1. I would never get the flu shot; it doesn’t work, and I would never give it to my kid.

Personally, I think that’s a really bad idea, but beyond that, I’m pretty sure I wouldn’t let my son out of the house if the flu shot were unavailable. For him, influenza means a hospital visit with the possibility of a surprise intubation. (And FYI, a surprise intubation isn’t any more exciting and fun than a planned intubation.)

If you don’t want to get the flu shot, that’s fine. But please don’t tell me about it, because I will literally obsess over whether you have sniffles or not until flu season is over. And please, never mention that the flu vaccine “doesn’t work.” For my own sanity, I need to believe that it works.

2. My best friend’s cousin’s daughter’s aunt had the same thing as him and she’s fine now.

Part of the reason why I started writing about my son’s medical condition was to make the complexities of his condition more clear, for both myself and the people in our lives. He has a one-of-a-kind genetic condition; there isn’t even a name for what he has. No one else’s symptoms are quite like Branko’s. Nobody. No one. Zilch.

By casually mentioning someone had something similar and is now “fine,” the severity of his condition is downplayed. It’s a bit insulting. Having bones like his — ones that randomly grow however and wherever they feel like — is serious business. It’s not a sunburn. It’s not a canker sore. It’s not even the same as when your friend, Sammy, had a cast for two weeks after falling off a Pogo Ball.

Also, what does exactly “fine” even mean? Is “fine” the same as being an average, healthy person who doesn’t need a mobility device? We aren’t really striving for a typical definition of “fine” over here; I suppose our definition is a bit more relaxed. “Fine” at our house means happy and stable, whether he’s in a wheelchair, a hospital bed or running around the backyard with no pants on.

3. All those chemicals and drugs can’t be good for him.

There seems to be a growing trend where completely sane and rational people, without a chemistry degree in sight, all of a sudden become experts on the chemicals in our daily lives. My son wouldn’t be alive today without plastics, drugs or vaccines. Please don’t be offended if you catch me rolling my eyes during most conversations about the avoidance of preservatives, food coloring, GMOs, sunscreen or Kraft dinners.

I once saw a person wrinkle her nose when I said we were giving Branko morphine as part of his pain-management plan. He had just had major orthopedic surgery on both legs, in which the bones were literally ripped apart and put in again with metal rods.

“Should you be giving morphine to a child so young?” she asked.
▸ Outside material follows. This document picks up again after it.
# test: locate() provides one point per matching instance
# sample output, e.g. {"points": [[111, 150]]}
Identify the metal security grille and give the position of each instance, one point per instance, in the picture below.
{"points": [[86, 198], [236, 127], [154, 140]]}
All of a sudden, I was frightened of “Big Bad Morphine.” I second-guessed myself at first, but my gut said stick to the plan. Turns out, doctors usually know what they’re doing. Morphine worked wonders for Branko, getting him through the initial, more painful period, and allowing his bones to heal.
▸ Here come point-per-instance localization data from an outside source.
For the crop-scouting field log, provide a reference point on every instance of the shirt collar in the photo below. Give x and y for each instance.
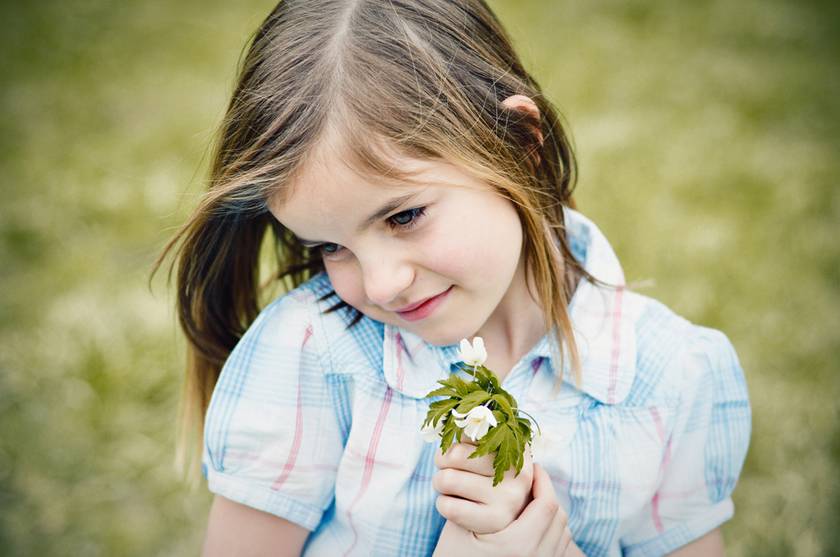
(603, 322)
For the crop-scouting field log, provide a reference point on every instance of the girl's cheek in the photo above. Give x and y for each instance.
(346, 283)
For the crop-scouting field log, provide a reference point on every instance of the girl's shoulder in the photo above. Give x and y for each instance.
(675, 358)
(641, 351)
(345, 346)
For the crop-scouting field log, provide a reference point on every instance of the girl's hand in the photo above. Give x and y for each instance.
(468, 497)
(540, 531)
4. It sounds like he’s been misdiagnosed. He should try going to (fill in the blank) hospital.

Uh-oh. Wait. Not only is this very confusing information, coming from someone who isn’t a doctor, but it also makes me nervous. Have I been doing everything wrong? Should I drive six hours to that other children’s hospital? Are there other surgeons with more experience who I should be seeking out? Why do I suck at being a hospital mom?
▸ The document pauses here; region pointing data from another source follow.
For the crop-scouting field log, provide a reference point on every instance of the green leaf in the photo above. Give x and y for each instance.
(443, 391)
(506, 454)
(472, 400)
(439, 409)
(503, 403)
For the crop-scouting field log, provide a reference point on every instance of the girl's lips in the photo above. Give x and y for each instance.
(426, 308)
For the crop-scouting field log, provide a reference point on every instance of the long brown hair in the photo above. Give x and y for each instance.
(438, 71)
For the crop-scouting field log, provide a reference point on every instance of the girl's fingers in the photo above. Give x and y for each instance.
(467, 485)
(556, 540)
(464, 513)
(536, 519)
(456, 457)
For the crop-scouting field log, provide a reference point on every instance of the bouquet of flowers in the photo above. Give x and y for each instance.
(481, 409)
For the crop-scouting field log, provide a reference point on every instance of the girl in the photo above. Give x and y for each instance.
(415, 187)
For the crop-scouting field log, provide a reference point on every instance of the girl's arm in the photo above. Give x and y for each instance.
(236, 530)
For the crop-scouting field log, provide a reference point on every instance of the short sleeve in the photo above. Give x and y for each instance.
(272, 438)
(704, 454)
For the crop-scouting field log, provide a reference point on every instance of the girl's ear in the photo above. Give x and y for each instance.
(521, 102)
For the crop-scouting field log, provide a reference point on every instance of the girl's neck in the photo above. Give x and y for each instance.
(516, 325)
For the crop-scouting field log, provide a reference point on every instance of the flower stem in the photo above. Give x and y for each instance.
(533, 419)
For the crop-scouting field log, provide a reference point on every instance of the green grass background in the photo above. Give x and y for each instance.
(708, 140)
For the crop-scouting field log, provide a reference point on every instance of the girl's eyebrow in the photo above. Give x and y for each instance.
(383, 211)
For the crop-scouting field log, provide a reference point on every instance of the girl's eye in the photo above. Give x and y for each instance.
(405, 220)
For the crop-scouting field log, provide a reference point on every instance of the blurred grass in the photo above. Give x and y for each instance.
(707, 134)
This advice came to me from another mom of a boy with a genetic disease. She felt strongly that Branko was misdiagnosed and had the same thing as her son.

Perhaps she felt we might have a stronger connection if our kids had the same thing. She had a negative experience at our hospital and felt a need to sway people from it. Some would definitely find her advice helpful; I found it a bit sad. We had a chance to bond over our shared experiences, to be special-needs-mom allies, partners in crime. But it didn’t turn out that way.

Over the years, I’ve become more savvy at deflecting medical advice from non-doctors. My secret: I kindly say “no thank you” followed by “I get all my medical advice from Dr. House and Dr. Grey.” That usually does the trick.